Pour Veblen [1898a, p. 77], « une économie évolutionniste doit être la théorie d’un processus de croissance culturelle telle qu’elle est déterminée par l’intérêt économique, une théorie d’une séquence cumulative d’institutions économiques formulée en termes de son propre processus » 358 . L’économie devrait s’attacher à théoriser l’évolution des institutions car ce sont elles qui assurent la continuité du « processus de la vie économique » dans l’espace et le temps. Les institutions présentent, en effet, un double caractère de régularité mentale synchronique et de relative stabilité diachronique. D’une part, les institutions constituent des modèles mentaux partagés par un grand nombre d’individus, dans une société et à une époque données. D’autre part, « les hommes reçoivent d’une époque antérieure les institutions – c’est-à-dire les habitudes de pensée – qui gouvernent leur vie, d’une époque plus ou moins reculée, sans doute ; en tout cas, les institutions ont été élaborées dans le passé avant d’être transmises » 359 [1899a (1970), p. 126]. Elles sont, àcet égard, l’un des principaux liens intergénérationnels des sociétés humaines 360 .
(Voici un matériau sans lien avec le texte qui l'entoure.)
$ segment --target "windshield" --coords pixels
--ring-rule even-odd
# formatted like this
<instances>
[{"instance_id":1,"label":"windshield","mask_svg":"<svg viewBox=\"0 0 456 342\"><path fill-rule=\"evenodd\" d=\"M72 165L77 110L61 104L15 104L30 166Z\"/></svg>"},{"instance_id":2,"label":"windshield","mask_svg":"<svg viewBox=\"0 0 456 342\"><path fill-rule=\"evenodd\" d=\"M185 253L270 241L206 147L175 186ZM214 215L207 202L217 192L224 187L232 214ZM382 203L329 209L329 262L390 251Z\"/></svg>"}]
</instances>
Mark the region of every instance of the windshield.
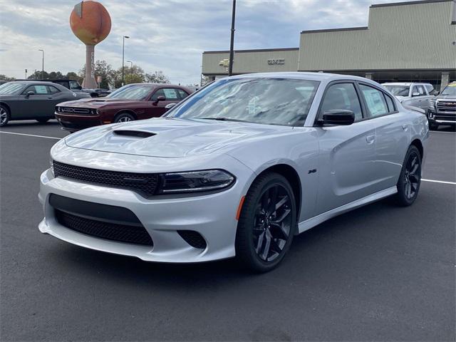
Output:
<instances>
[{"instance_id":1,"label":"windshield","mask_svg":"<svg viewBox=\"0 0 456 342\"><path fill-rule=\"evenodd\" d=\"M145 100L152 89L150 86L124 86L106 97L124 100Z\"/></svg>"},{"instance_id":2,"label":"windshield","mask_svg":"<svg viewBox=\"0 0 456 342\"><path fill-rule=\"evenodd\" d=\"M269 125L304 124L319 82L224 79L196 93L167 116Z\"/></svg>"},{"instance_id":3,"label":"windshield","mask_svg":"<svg viewBox=\"0 0 456 342\"><path fill-rule=\"evenodd\" d=\"M390 90L393 95L396 96L408 96L410 86L383 86Z\"/></svg>"},{"instance_id":4,"label":"windshield","mask_svg":"<svg viewBox=\"0 0 456 342\"><path fill-rule=\"evenodd\" d=\"M450 84L442 92L442 95L456 95L456 84Z\"/></svg>"},{"instance_id":5,"label":"windshield","mask_svg":"<svg viewBox=\"0 0 456 342\"><path fill-rule=\"evenodd\" d=\"M0 86L0 95L15 95L19 94L25 83L21 82L9 82Z\"/></svg>"}]
</instances>

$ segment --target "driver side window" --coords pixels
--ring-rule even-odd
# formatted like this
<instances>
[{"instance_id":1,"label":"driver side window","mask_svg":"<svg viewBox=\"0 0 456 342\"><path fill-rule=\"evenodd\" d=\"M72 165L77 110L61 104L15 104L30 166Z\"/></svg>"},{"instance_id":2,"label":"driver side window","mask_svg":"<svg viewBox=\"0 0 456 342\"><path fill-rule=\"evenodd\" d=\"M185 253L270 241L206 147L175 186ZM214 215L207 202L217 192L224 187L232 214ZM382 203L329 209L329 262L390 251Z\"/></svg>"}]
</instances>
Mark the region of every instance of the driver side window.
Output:
<instances>
[{"instance_id":1,"label":"driver side window","mask_svg":"<svg viewBox=\"0 0 456 342\"><path fill-rule=\"evenodd\" d=\"M353 83L336 83L328 88L325 93L319 118L328 110L351 110L355 114L355 121L363 118L361 105Z\"/></svg>"}]
</instances>

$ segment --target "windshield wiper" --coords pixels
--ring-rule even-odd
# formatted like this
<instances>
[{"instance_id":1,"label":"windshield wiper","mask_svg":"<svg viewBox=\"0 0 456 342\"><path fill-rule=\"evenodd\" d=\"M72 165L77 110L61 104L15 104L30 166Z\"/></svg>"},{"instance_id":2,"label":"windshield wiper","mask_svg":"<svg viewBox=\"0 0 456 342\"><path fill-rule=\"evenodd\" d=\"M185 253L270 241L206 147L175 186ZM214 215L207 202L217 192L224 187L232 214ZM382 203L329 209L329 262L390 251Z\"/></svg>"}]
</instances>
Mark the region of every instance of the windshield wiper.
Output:
<instances>
[{"instance_id":1,"label":"windshield wiper","mask_svg":"<svg viewBox=\"0 0 456 342\"><path fill-rule=\"evenodd\" d=\"M239 119L232 119L231 118L195 118L195 119L200 120L217 120L218 121L234 121L237 123L249 123L249 121L246 121L245 120L239 120Z\"/></svg>"}]
</instances>

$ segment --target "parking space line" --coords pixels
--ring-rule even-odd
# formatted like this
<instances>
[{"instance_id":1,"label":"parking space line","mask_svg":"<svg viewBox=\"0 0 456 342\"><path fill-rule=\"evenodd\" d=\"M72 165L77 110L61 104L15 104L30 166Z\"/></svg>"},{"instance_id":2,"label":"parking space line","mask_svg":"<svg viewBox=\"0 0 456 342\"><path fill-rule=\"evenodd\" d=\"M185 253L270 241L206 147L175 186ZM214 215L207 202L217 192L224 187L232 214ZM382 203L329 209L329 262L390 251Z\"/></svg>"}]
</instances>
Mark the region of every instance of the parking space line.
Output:
<instances>
[{"instance_id":1,"label":"parking space line","mask_svg":"<svg viewBox=\"0 0 456 342\"><path fill-rule=\"evenodd\" d=\"M15 135L26 135L27 137L44 138L46 139L56 139L58 140L62 139L61 138L47 137L46 135L36 135L35 134L16 133L16 132L5 132L4 130L0 130L0 133L14 134Z\"/></svg>"},{"instance_id":2,"label":"parking space line","mask_svg":"<svg viewBox=\"0 0 456 342\"><path fill-rule=\"evenodd\" d=\"M452 185L456 185L455 182L445 182L445 180L425 180L421 179L423 182L430 182L432 183L442 183L442 184L451 184Z\"/></svg>"}]
</instances>

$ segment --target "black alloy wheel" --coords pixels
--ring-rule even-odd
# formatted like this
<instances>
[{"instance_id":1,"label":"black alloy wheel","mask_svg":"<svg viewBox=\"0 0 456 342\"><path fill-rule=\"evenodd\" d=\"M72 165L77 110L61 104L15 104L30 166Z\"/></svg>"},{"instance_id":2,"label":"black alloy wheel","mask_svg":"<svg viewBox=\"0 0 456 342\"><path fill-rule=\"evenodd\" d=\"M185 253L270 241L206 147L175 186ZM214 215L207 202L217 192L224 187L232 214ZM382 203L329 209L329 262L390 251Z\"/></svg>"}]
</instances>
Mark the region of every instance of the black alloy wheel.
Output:
<instances>
[{"instance_id":1,"label":"black alloy wheel","mask_svg":"<svg viewBox=\"0 0 456 342\"><path fill-rule=\"evenodd\" d=\"M236 237L237 258L251 270L264 272L279 264L296 231L293 190L276 173L260 176L249 189Z\"/></svg>"},{"instance_id":2,"label":"black alloy wheel","mask_svg":"<svg viewBox=\"0 0 456 342\"><path fill-rule=\"evenodd\" d=\"M398 181L397 202L400 205L408 206L416 200L421 184L421 155L412 145L408 148Z\"/></svg>"}]
</instances>

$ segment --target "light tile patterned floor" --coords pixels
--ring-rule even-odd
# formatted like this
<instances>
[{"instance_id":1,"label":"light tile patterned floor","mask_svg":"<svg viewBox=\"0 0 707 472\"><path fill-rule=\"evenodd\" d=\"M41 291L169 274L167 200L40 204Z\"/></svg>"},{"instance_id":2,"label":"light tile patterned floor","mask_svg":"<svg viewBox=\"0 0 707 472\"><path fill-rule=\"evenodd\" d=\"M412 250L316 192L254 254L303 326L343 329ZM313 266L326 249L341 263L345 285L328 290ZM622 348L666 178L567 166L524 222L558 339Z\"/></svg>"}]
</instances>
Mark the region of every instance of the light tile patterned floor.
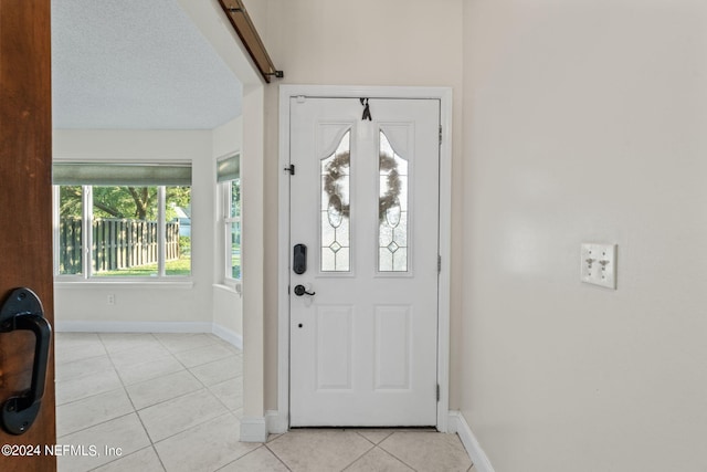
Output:
<instances>
[{"instance_id":1,"label":"light tile patterned floor","mask_svg":"<svg viewBox=\"0 0 707 472\"><path fill-rule=\"evenodd\" d=\"M434 431L303 429L240 442L242 379L241 352L210 334L57 333L57 443L74 447L59 471L474 470L456 434Z\"/></svg>"}]
</instances>

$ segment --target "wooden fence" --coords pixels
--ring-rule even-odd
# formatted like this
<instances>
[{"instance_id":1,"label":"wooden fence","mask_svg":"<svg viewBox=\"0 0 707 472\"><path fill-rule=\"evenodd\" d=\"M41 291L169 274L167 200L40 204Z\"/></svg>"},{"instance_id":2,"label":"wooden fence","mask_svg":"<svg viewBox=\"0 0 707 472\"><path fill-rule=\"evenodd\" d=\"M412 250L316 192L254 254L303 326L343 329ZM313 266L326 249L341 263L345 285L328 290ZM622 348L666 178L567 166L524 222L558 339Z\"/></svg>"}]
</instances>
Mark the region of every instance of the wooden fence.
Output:
<instances>
[{"instance_id":1,"label":"wooden fence","mask_svg":"<svg viewBox=\"0 0 707 472\"><path fill-rule=\"evenodd\" d=\"M157 263L157 221L103 218L93 220L93 270L115 271ZM166 260L179 259L179 223L167 223ZM62 218L59 224L60 273L82 271L81 218Z\"/></svg>"}]
</instances>

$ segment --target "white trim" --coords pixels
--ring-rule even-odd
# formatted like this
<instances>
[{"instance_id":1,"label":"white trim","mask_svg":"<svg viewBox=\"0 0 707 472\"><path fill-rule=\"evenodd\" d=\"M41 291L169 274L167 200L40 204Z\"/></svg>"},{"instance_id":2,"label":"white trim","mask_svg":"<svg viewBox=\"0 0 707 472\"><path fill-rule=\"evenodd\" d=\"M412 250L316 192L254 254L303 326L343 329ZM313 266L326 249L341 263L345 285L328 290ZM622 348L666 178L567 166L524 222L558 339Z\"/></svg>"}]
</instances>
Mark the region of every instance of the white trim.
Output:
<instances>
[{"instance_id":1,"label":"white trim","mask_svg":"<svg viewBox=\"0 0 707 472\"><path fill-rule=\"evenodd\" d=\"M224 328L223 326L215 323L211 325L211 333L243 350L243 336L241 334L232 329Z\"/></svg>"},{"instance_id":2,"label":"white trim","mask_svg":"<svg viewBox=\"0 0 707 472\"><path fill-rule=\"evenodd\" d=\"M464 415L462 415L461 411L450 411L449 424L450 432L455 432L460 436L466 453L474 463L474 470L478 472L494 472L494 466L490 464L488 457L472 432Z\"/></svg>"},{"instance_id":3,"label":"white trim","mask_svg":"<svg viewBox=\"0 0 707 472\"><path fill-rule=\"evenodd\" d=\"M282 434L287 432L289 424L287 423L287 417L279 415L277 410L265 411L265 424L267 426L267 432L271 434Z\"/></svg>"},{"instance_id":4,"label":"white trim","mask_svg":"<svg viewBox=\"0 0 707 472\"><path fill-rule=\"evenodd\" d=\"M371 98L433 98L440 101L443 139L440 146L440 255L437 331L437 430L449 429L450 405L450 310L452 259L452 88L389 87L339 85L279 86L279 181L278 181L278 315L277 315L277 406L278 415L289 418L289 176L282 171L289 165L289 99L296 96Z\"/></svg>"},{"instance_id":5,"label":"white trim","mask_svg":"<svg viewBox=\"0 0 707 472\"><path fill-rule=\"evenodd\" d=\"M171 277L178 280L169 280ZM120 277L120 279L91 279L74 275L56 275L54 277L54 289L193 289L194 282L191 277L181 277L179 275L169 275L160 279L156 277Z\"/></svg>"},{"instance_id":6,"label":"white trim","mask_svg":"<svg viewBox=\"0 0 707 472\"><path fill-rule=\"evenodd\" d=\"M211 333L243 349L243 336L215 323L201 322L62 322L56 333Z\"/></svg>"},{"instance_id":7,"label":"white trim","mask_svg":"<svg viewBox=\"0 0 707 472\"><path fill-rule=\"evenodd\" d=\"M265 418L243 418L241 420L241 442L267 442Z\"/></svg>"},{"instance_id":8,"label":"white trim","mask_svg":"<svg viewBox=\"0 0 707 472\"><path fill-rule=\"evenodd\" d=\"M57 333L211 333L211 323L201 322L62 322Z\"/></svg>"}]
</instances>

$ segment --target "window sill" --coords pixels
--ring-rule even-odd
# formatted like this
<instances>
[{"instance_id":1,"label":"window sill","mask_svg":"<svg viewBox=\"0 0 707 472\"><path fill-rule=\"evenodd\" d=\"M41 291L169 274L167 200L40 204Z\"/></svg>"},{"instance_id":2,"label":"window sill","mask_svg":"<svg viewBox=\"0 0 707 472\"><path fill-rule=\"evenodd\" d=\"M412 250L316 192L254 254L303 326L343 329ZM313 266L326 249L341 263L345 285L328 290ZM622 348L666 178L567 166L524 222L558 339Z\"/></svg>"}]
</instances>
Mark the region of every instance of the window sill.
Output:
<instances>
[{"instance_id":1,"label":"window sill","mask_svg":"<svg viewBox=\"0 0 707 472\"><path fill-rule=\"evenodd\" d=\"M224 292L229 292L229 293L234 293L236 295L241 295L242 294L242 290L241 290L241 281L225 281L225 282L221 282L221 283L214 283L213 287L218 289L218 290L222 290Z\"/></svg>"},{"instance_id":2,"label":"window sill","mask_svg":"<svg viewBox=\"0 0 707 472\"><path fill-rule=\"evenodd\" d=\"M193 289L194 282L191 279L182 279L179 281L170 280L155 280L155 279L120 279L120 280L85 280L80 279L75 281L54 279L55 289L97 289L97 287L110 287L110 289Z\"/></svg>"}]
</instances>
Les institutions ont une influence déterminante sur tous les aspects de la vie économique. En agissant sur le rythme de croissance du savoir technique, voire sur le contenu des connaissances techniques accumulées, l’environnement institutionnel influe à la fois sur la capacité de production des sociétés et sur la nature des biens qu’elles produisent (cf. supra chap. 1, 3.3.). Par ailleurs, les institutions définissent les modalités de répartition des richesses produites. Elles déterminent notamment la distribution des droits de propriété dans la société. À cet égard, Veblen s’oppose à la conception classique et néoclassique de la propriété, fondée, d’après lui, sur quelque théorie du droit naturel (cf. supra chap. 3). Selon notre auteur, la propriété doit être appréhendée, non comme un présupposé de l’analyse, mais comme une institution dont on peut retracer l’évolution depuis ses origines jusqu’à nos jours. « Elle est un fait culturel qui s’est développé dans le passé pour devenir une institution, à travers un long processus d’habituation, et qui est transmis de génération en génération comme le sont tous les faits culturels » 361 [1898c, p. 42]. La propriété n’est donc pas un phénomène naturel, inhérent à la condition humaine, telle qu’elle ressort de « l’histoire conjecturale » des économistes classiques et néoclassiques. Elle est un modèle mental en développement, dont il convient d’évaluer les conséquences sur le progrès technique et le partage des richesses produites. Enfin, la capacité des institutions à fonder un ordre économique est d’autant plus grande qu’elles ont, selon Veblen, la propriété de former système (cf. infra chap. 6, section 2). Ainsi, toute société est caractérisée par un « complexe culturel » [1909, p. 241], c’est-à-dire un « schème de vie, qui est constitué de l’ensemble des institutions en vigueur à un moment donné ou en un point donné du développement de [cette] société » 362 [1899a, p. 190]. Dès lors, une économie « évolutionniste » doit, selon Veblen, se donner pour but d’identifier et d’expliquer les processus à l’œuvre dans la formation, le développement et la remise en cause de ces systèmes institutionnels.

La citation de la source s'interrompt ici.